Molecular modeling and chemoinformatics are other terms for CADD. CADD covers various theoretical disciplines including molecular modeling, chemoinformatics, bioinformatics, theoretical chemistry, and machine learning.
Molecular docking can be used to demonstrate ligand binding. Molecular docking approximates protein-ligand interactions and binding modes in a computational complex manner that only partly resembles physical binding events. Entropic effects in particular are only poorly considered by docking approaches.
Rational drug design must incorporate a computational analysis. A drug can be rationally designed based on prior knowledge, experience and even causal intuition, without the need to employ a computer.
Computational results are unbiased and thus most likely correct. Any computational analysis is affected by methodological limitations in accounting for the physical reality. Hence, results must be interpreted with caution and awareness of such limitations. It is ultimately the responsibility of the researcher to arrive at a scientifically sound and trustworthy interpretation of the results.
Most computational techniques can be learned in a few hours of hands-on workshops.
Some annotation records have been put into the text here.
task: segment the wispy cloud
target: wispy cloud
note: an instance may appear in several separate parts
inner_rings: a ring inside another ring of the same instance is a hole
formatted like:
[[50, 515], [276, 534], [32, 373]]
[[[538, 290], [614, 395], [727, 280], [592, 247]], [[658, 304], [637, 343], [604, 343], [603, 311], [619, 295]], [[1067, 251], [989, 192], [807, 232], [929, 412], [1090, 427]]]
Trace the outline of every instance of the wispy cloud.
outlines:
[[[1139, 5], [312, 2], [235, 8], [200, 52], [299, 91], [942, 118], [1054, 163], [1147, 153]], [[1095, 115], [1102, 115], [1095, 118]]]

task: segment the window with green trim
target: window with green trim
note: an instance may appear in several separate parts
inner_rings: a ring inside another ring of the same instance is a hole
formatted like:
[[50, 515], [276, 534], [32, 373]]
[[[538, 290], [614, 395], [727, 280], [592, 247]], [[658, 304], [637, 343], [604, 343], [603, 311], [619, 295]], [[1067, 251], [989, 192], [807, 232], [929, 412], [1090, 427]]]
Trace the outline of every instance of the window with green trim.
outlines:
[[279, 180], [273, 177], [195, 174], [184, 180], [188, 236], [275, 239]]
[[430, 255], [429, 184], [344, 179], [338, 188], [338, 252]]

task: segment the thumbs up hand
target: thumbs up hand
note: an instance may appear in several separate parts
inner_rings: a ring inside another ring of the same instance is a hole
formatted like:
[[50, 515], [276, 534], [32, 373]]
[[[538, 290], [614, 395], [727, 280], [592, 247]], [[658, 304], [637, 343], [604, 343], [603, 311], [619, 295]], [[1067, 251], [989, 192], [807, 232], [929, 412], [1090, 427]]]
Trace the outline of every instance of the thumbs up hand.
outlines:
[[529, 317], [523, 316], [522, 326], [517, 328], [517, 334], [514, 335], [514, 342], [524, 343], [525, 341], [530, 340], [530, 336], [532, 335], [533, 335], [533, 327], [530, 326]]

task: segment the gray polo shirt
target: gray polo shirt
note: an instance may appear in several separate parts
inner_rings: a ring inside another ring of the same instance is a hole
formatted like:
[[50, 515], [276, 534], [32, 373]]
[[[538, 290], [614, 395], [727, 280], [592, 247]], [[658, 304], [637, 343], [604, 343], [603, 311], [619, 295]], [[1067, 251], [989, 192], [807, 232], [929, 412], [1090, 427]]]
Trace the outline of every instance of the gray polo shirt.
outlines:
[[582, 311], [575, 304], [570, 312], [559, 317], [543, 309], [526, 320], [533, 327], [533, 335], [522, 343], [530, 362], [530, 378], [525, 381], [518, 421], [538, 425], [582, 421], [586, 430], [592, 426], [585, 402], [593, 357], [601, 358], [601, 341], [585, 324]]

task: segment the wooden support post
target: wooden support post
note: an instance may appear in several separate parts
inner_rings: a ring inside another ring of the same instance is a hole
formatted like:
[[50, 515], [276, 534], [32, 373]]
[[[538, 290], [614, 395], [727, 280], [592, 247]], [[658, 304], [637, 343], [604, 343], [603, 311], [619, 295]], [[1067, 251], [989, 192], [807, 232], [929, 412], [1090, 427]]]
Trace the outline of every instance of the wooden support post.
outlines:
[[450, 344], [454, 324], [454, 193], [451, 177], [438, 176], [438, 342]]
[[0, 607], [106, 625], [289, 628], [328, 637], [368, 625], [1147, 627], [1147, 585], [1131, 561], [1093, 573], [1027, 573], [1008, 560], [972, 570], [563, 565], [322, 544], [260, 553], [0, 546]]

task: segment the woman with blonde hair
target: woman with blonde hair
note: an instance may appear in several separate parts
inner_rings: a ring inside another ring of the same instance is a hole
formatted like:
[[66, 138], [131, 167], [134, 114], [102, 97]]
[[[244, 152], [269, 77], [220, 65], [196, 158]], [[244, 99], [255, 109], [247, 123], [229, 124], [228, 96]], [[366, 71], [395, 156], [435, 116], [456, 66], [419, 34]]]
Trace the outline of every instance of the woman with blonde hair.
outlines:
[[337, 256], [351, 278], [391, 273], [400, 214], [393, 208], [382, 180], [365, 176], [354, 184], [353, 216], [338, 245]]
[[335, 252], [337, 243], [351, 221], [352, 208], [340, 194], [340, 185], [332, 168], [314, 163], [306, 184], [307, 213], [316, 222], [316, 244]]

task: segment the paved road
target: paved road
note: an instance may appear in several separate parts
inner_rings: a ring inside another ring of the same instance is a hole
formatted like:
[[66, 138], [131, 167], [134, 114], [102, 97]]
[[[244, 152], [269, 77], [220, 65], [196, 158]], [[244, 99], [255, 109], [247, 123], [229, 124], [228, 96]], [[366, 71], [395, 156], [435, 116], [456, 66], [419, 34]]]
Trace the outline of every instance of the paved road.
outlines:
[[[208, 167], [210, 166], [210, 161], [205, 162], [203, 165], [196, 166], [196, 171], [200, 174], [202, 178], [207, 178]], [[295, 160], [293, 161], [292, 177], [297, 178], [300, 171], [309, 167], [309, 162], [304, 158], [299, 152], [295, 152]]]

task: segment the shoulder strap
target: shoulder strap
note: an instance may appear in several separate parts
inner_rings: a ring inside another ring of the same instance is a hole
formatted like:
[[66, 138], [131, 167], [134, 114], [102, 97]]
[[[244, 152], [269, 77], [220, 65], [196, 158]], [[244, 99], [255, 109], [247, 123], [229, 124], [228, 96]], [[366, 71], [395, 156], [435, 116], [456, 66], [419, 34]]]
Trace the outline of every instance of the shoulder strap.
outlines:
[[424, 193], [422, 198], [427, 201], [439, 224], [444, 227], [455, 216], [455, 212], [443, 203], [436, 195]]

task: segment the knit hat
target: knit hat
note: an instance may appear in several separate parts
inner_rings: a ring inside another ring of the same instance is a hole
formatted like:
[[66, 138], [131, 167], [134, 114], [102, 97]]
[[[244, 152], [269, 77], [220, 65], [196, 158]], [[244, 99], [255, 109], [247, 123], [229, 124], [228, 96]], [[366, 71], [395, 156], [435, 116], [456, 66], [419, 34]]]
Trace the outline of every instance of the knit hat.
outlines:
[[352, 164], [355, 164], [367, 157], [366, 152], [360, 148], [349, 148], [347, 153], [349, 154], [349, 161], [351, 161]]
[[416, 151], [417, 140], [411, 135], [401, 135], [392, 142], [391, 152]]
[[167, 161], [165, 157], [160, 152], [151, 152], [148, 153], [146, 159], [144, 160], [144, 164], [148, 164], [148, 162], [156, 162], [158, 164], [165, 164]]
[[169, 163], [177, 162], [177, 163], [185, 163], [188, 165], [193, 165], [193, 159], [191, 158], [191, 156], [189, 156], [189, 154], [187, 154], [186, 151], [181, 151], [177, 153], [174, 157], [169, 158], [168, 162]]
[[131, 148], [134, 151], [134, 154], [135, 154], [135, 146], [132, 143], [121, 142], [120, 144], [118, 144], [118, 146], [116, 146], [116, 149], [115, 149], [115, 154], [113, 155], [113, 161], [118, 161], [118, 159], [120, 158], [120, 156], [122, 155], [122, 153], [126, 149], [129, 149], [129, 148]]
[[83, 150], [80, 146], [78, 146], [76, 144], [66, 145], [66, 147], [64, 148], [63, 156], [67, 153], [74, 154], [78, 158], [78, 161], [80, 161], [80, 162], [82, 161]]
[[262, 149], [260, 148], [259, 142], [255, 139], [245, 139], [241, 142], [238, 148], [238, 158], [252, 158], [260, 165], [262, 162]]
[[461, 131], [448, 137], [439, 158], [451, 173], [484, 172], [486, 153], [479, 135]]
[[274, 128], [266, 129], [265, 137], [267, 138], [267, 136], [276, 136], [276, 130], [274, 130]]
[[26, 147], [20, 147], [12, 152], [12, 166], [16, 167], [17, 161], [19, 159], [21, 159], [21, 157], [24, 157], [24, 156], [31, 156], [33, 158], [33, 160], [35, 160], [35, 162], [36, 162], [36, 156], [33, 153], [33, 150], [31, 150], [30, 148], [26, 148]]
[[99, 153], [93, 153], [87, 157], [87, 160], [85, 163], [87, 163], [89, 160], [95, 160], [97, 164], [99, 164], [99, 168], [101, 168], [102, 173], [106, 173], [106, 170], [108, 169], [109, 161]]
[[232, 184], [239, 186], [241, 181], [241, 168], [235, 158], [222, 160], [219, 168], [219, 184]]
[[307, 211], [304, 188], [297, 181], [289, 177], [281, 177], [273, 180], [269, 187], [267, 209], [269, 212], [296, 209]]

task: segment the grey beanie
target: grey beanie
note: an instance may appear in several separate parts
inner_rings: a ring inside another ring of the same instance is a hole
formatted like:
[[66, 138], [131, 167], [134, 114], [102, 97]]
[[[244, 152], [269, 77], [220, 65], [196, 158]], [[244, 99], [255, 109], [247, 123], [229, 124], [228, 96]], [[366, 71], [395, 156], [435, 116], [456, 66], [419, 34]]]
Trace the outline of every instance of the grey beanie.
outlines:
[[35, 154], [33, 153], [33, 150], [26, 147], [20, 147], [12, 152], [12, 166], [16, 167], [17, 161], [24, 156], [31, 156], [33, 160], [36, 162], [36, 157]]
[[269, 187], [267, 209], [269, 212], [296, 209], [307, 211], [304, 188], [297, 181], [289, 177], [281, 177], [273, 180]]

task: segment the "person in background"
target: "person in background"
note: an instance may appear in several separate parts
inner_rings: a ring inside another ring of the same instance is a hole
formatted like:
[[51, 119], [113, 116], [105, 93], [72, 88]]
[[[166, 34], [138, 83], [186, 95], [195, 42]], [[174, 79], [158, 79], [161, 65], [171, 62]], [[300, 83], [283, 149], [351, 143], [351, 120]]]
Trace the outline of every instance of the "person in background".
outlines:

How to execute a software might be learned rapidly, but understanding the theory behind a computational approach and gaining the experience essential to the correct interpretation of the relevance, meaning and reliability of predictions can be demanding and take a significant amount of time. Without a firm grasp of the underlying theoretical foundations, computational exercises may only lead to appealing but meaningless illustrations.
In contrast to reagents for organic synthesis, no “purification” is needed for the input of computational approaches. Data curation is of fundamental importance to CADD. Without proper curation of the input data, no meaningful predictions will be possible. The role of data curation in CADD equals that of experimental preparation and reagent purification in chemical synthesis.
In contrast to reaction mechanisms in organic synthesis, understanding of how an algorithm works is not required in order to produce predictions. Understanding algorithms is as important as understanding experimental approaches.
In contrast to a biochemical assay, controls are not required in a computational analysis. Including controls into the calculations is an indispensable part of any scientifically sound computational study.
There are no computational “experiments”. An inferior computational analysis will produce results meeting our pre-formed expectations. A properly designed computational study will unambiguously address a question or hypothesis for which we have no answer to yet. This represents, in its best sense, an “in silico experiment”.